Bach a minor 3rd mvmt bowing

September 5, 2019, 8:36 AM · My youngest (age 10) is working on Bach a minor concerto and is about to start the third movement. I was wondering if people had thoughts on what bowing to use at the start -- slur in groups of three eighth notes, or slur two eighths with the third eighth upbow (she calls it hiccup bowing).

The urtext I have is marked with slurs in groups of three eighths. I consulted the two "original" copies on IMSLP and one clearly shows the same. The other is really careless in the drawing of the slurs -- in some measures it looks like only two notes are slurred, but the slurs are not consistent.

My older child originally learned this piece from the unrevised Suzuki book 7 which uses the slurs in groups of three. However, the revised Suzuki book 7 has changed to the hiccup bowing. I'm not sure if that choice was made based on research or for pedagogical reasons.

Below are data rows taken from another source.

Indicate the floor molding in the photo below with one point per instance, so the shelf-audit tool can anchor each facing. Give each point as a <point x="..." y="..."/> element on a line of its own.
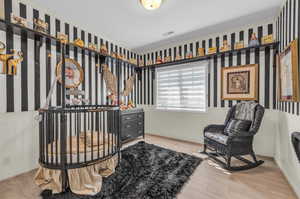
<point x="175" y="139"/>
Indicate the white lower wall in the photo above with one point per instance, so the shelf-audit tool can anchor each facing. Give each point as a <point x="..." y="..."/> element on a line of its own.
<point x="19" y="137"/>
<point x="189" y="126"/>
<point x="18" y="143"/>
<point x="285" y="155"/>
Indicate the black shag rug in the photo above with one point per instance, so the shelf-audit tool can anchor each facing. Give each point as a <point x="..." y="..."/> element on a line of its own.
<point x="146" y="171"/>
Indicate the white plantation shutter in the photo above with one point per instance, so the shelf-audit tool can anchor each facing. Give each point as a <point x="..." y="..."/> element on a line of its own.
<point x="182" y="87"/>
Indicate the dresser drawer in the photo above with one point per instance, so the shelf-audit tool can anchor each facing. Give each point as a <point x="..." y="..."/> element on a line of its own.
<point x="140" y="117"/>
<point x="140" y="131"/>
<point x="140" y="123"/>
<point x="129" y="125"/>
<point x="128" y="117"/>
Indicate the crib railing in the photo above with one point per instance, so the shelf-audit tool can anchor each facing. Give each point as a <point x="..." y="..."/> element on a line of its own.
<point x="78" y="136"/>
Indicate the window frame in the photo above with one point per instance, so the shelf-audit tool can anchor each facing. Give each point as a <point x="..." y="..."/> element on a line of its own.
<point x="206" y="65"/>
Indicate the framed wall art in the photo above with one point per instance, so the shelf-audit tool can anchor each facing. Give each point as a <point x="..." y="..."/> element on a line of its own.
<point x="289" y="73"/>
<point x="240" y="82"/>
<point x="74" y="73"/>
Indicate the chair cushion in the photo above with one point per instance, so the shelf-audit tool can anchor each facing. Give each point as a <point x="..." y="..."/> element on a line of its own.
<point x="236" y="125"/>
<point x="218" y="137"/>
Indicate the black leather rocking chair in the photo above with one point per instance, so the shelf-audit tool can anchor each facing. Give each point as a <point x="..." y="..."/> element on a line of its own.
<point x="226" y="142"/>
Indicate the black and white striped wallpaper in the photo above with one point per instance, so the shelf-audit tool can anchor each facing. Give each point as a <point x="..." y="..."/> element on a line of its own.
<point x="264" y="57"/>
<point x="28" y="90"/>
<point x="288" y="29"/>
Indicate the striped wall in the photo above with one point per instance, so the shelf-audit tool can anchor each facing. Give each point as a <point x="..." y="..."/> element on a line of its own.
<point x="27" y="90"/>
<point x="288" y="29"/>
<point x="264" y="57"/>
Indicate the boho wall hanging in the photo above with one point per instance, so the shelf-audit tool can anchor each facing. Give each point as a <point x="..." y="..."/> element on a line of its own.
<point x="9" y="65"/>
<point x="240" y="82"/>
<point x="289" y="73"/>
<point x="74" y="73"/>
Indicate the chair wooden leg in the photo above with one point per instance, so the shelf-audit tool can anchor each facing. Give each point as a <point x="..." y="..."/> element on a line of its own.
<point x="252" y="154"/>
<point x="204" y="149"/>
<point x="228" y="165"/>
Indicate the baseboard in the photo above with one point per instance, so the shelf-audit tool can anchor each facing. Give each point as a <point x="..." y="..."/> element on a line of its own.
<point x="175" y="139"/>
<point x="290" y="180"/>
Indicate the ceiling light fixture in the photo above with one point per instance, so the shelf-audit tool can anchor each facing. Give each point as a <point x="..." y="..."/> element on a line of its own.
<point x="151" y="4"/>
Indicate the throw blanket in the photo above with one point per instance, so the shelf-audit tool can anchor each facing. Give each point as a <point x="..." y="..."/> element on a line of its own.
<point x="245" y="110"/>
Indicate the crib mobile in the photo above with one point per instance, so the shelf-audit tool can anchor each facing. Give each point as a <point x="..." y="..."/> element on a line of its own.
<point x="111" y="85"/>
<point x="76" y="134"/>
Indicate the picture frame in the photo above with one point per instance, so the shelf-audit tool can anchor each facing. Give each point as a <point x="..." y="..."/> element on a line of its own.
<point x="267" y="39"/>
<point x="74" y="73"/>
<point x="240" y="82"/>
<point x="239" y="45"/>
<point x="289" y="73"/>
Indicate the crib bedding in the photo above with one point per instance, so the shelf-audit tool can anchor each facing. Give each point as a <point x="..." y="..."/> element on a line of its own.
<point x="81" y="150"/>
<point x="78" y="144"/>
<point x="83" y="181"/>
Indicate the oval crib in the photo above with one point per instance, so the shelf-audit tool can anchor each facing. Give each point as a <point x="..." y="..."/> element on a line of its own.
<point x="78" y="136"/>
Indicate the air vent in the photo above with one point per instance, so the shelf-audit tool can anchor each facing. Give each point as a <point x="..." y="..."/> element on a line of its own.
<point x="168" y="33"/>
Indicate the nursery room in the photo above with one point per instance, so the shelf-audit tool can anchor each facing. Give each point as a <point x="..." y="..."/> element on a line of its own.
<point x="149" y="99"/>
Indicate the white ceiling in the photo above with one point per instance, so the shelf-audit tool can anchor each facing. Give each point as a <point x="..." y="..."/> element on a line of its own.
<point x="128" y="24"/>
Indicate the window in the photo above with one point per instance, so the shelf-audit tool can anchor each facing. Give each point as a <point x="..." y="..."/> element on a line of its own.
<point x="182" y="87"/>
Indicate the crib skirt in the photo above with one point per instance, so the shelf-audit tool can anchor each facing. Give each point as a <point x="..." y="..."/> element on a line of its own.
<point x="82" y="181"/>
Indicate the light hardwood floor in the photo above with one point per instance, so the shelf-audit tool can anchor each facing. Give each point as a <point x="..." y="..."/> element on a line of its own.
<point x="207" y="182"/>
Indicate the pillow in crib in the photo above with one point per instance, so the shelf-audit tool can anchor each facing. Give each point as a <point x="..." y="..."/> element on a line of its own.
<point x="89" y="141"/>
<point x="236" y="126"/>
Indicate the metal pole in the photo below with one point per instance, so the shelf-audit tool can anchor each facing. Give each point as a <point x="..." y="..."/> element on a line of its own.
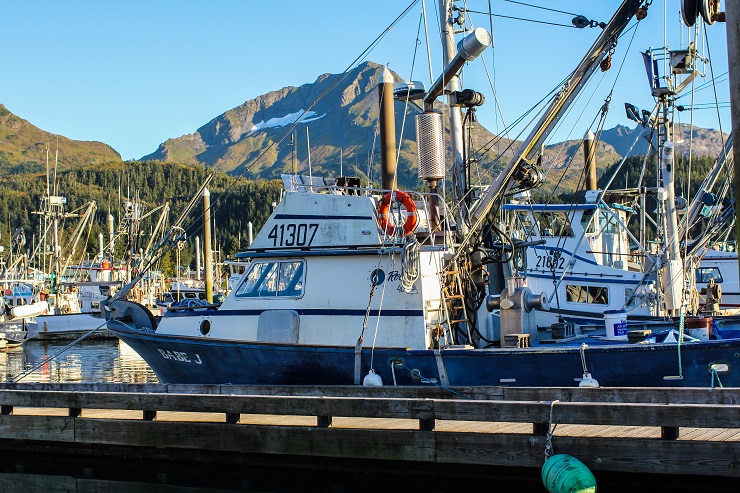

There are valid recordings of both. Oistrakh and Stern do the slurs, Joshua Bell and Julia Fischer the hiccup bowing.

Which brings me back to my daughter. In general we try to stick to the composer's intent in Baroque music. But she, in particular, isn't great at playing at the frog, so from a pedagogical perspective doing the hiccup bowing would benefit her.

Thoughts?

Replies (7)

Edited: September 5, 2019, 10:04 AM · http://ks4.imslp.net/files/imglnks/usimg/9/91/IMSLP392307-PMLP91892--Mus.ms.BachP252-_Concerto_BWV_1041.pdf

A look at the original Bach ms. clearly shows groups of 3 being slurred. The movement works better slurred in 3 for dynamic shaping and also in bringing out harmony changes. You will also see the same slurring in Bach's transcription of the piece in g minor for harpsichord. So no, the Suzuki version is not a scholarly edition.

It seems senseless to alter the bowing for pedagogical reasons. Also, the 2+1 bowing can get to be quite monotonous. After all Bach did play the violin.

September 5, 2019, 11:30 AM · It's in 9/8 meter. When I am in a wicked mood I will do some Irish Slip-Jig bowings with that one; slurring over main beats. I don't think I will ever do that in public. My opinion is that Bach has a lot of written-out ornaments, things that look like turns or single neighboring tones, and those can be slurred.
September 5, 2019, 12:49 PM · I think both ways could be valid.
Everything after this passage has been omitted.